As Vietgrl says, the purpose of the Grand Prix was for the ISU to get a bigger peice of the financial pie. And as Thisthing mentions, the pie has gotten smaller and smaller. This leaves the ISU in the position of trying to exert more and more power over less and less.

I absolutely agree with Attyfan. The ISU's attitude is, "What's good for the ISU is good for figure skating." This is backward. What is actually true is, "What's good for figure skating is good for the ISU."

The ISU should encourage skaters to do all the cheesefests, exhibitions, shows, tours, pro-ams, and competitions that the public will buy. Why should a skater be threatened with loss of eligibility for skating in a non-sanctioned event, and for making as much money out of it as the traffic will bear? The cheesefests do not negatively impact the Grand Prix in the slightest. If anything, they increase public awareness of the sport and make more people want to tune in.

Preventing Plushenko from skating an exhibition in St. Petersburg just because it is not an ISU production -- to me that is the epitome of cutting off your nose to spite your face.

Mathman
 
Joined
Jun 21, 2003
Jaana said:
Maybe in the first place it was a bad idea from ISU to invent e.g. GP series with prize money? Without that and other prize moneys, attendance fees for certain skaters, etc. many of the skaters would have turned pro after competing successfully e.g. in the Olympics and there would be less skaters injured now (because their eligible career would not have been so long)? Because ISU has allowed prize moneys, etc., many of the skaters have become millionaires. Maybe the clock should be turned down and to return in the old system where skaters earned the big money after they turned pro, LOL?
I agree to this extent. The ISU should allow skaters to "go pro" -- that is, to try to make money from their skating as best they can -- without losing their eligibility for World championships and Olympics. What is ridiculous to me is the mentality that says if you skate on the Stars on Ice tour then you can't go to the Olympics.

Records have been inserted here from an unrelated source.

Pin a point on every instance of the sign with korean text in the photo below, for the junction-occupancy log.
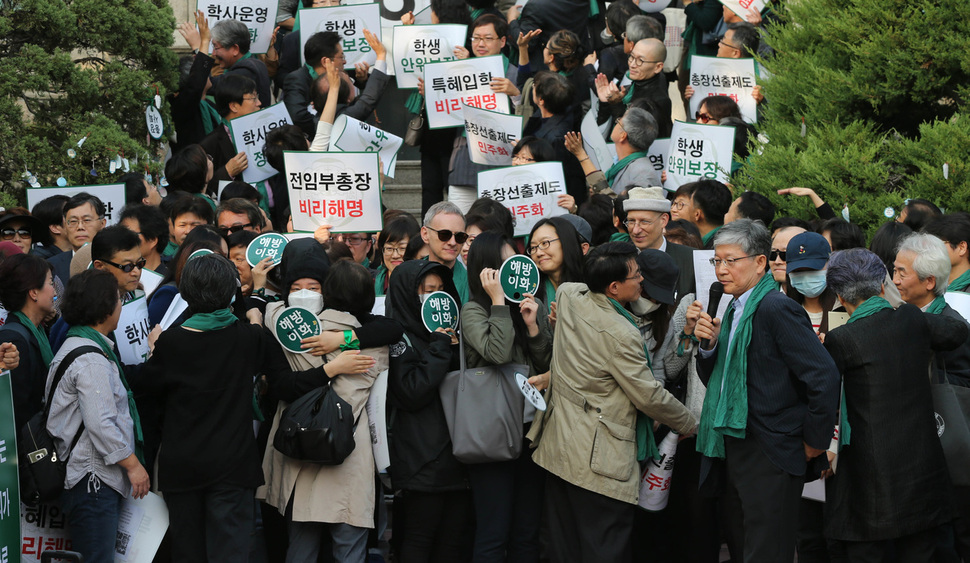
(9, 480)
(258, 15)
(111, 195)
(269, 245)
(519, 275)
(530, 192)
(131, 335)
(440, 310)
(339, 189)
(450, 84)
(249, 135)
(716, 76)
(698, 152)
(491, 135)
(417, 45)
(293, 325)
(351, 135)
(347, 21)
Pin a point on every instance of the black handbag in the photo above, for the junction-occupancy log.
(318, 427)
(42, 471)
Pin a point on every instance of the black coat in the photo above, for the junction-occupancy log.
(891, 479)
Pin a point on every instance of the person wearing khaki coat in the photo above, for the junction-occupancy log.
(586, 438)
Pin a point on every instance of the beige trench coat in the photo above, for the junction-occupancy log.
(342, 493)
(600, 378)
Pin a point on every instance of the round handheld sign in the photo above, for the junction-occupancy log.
(519, 275)
(440, 310)
(293, 325)
(270, 245)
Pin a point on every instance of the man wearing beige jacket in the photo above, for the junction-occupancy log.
(588, 436)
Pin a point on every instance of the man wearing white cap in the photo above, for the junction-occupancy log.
(647, 214)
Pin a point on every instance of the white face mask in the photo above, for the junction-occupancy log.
(307, 299)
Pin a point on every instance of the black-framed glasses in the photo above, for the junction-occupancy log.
(127, 268)
(9, 234)
(444, 235)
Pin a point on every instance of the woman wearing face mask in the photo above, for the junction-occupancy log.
(807, 254)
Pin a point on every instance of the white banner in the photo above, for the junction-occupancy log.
(258, 15)
(417, 45)
(111, 195)
(530, 192)
(491, 135)
(342, 189)
(697, 152)
(347, 21)
(450, 84)
(131, 336)
(734, 78)
(249, 135)
(351, 135)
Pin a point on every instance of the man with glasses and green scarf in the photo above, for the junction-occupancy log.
(772, 396)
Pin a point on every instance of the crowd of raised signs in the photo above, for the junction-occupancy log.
(530, 370)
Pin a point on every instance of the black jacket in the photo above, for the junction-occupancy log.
(420, 445)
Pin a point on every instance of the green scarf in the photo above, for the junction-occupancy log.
(40, 336)
(108, 349)
(210, 321)
(646, 444)
(709, 236)
(725, 411)
(869, 307)
(936, 307)
(961, 283)
(623, 163)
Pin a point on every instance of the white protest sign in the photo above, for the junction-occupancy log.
(249, 135)
(342, 189)
(450, 84)
(699, 152)
(351, 135)
(347, 21)
(417, 45)
(111, 195)
(491, 135)
(131, 336)
(258, 15)
(734, 78)
(530, 192)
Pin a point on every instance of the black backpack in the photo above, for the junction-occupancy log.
(318, 427)
(42, 471)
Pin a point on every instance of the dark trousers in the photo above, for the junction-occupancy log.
(586, 526)
(914, 548)
(437, 527)
(508, 509)
(763, 502)
(211, 525)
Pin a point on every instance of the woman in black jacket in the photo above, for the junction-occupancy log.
(435, 501)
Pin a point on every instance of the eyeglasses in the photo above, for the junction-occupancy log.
(9, 234)
(541, 246)
(86, 221)
(703, 117)
(226, 231)
(127, 268)
(729, 262)
(444, 235)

What does the one have to do with the other? If you make your national Olympic team, you get to represent your country at the Olympics. This isn't 1912 when native American track star Jim Thorpe was stripped of his Olympic gold medals when it was discovered that he had "sullied the amateur ideal" by having earned some money playing for a barnstorming football team.

The whole idea of having a sanctioning board such as the ISU that passes rules about what athletes can and cannot do goes back to the European class system. The dilettante lords and ladies (well, the lords anyway) who participated in amateur athletics did not want to soil themselves by competing in the same arena with the lower classes, with those who -- ugh -- had to work for a living. No, the upper classes were too pure in their love of sports and sportsmanship for it's own sake for that.

(Maybe this is the origin of the phrase, "I just want to skate and have fun," LOL).

MM
 
Last edited:
Joined
Jul 11, 2003
On a personal note, I prefer figure skating as a sport much much more than exhibitions like SOI and COI.

It's the competitions that matter to me with or without the two American darlings. Let's just have a simplistic GP program of many talented skaters who are invited by the ISU. They skate one event, The winners, then go into a semi final round, The winners of which will then go into a final round. Over an out.

The problem with this plan and the original program is the venues and their dates. They are the problems and will the ISU take any action to improve that.